PowerShell 2 is an integral part of Exchange Server 2010, and the latest Windows Server technologies, perhaps on the premise that ubiquity breeds familiarity. Exchange has now reached the point where some operations are only available to PowerShell scripts, leaving no safe but slow GUI alternative for the tentative administrator (although there’s a certain irony here). Changing the famous Perl acronym TMTOWTDI: TOOWTDI AIWIIP (There is only one way to do it, and it will inevitably involve pain/PowerShell)

Whilst we at Simple-Talk naturally support PowerShell’s use as a scripting medium, and agree with Microsoft’s policy of encouraging its use as a scripting language, it’s a little unsettling when encouragement turns into compulsion. PowerShell is potent magic for the PowerShell priesthood, but mumbo-jumbo for ordinary mortals and, unlike VBA, makes no compromises with the user.
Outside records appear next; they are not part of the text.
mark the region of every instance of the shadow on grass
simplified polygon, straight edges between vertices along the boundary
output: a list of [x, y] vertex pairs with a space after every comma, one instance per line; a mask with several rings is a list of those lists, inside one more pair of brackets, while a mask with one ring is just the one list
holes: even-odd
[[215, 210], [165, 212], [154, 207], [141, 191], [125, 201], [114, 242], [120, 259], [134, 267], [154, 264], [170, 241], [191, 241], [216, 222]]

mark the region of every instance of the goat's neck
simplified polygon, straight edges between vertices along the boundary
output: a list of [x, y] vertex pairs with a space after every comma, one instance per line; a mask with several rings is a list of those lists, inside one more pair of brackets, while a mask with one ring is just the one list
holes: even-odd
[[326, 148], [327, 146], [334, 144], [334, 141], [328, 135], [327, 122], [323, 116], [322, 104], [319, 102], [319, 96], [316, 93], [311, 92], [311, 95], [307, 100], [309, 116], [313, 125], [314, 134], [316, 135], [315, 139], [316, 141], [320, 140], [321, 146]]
VBA in Microsoft Office was originally introduced as the scripting language that anyone could use, but even this hasn’t been adopted as hoped. Technologies such as the macro-recorder would, you’d have thought, made VBA the logical scripting medium for all of us. Yet I can still count on one hand the number of people I know who are even remotely inclined to script their own macros. There’s definitely an audience for this sort of thing, but that audience isn’t everyone.

I’ll be the last person to suggest that PowerShell isn’t useful, but the time it takes to learn is a non-trivial barrier to entry, and not everyone likes to script. Unless you’re already a PowerShell guru, there’s often a certain amount of pain involved in scripting an operation, as James Allison demonstrated when it took him, literally, days to set up, debug, and perform a PST Import into Exchange Server 2010. The (debatably) braver system administrator with no PowerShell knowledge might download a script from the internet *gulp* and hit ‘run’, but the rest of us will opt for the safer option of a 3rd party tool to solve the problem in a fraction of the time it would take to tinker with scripts.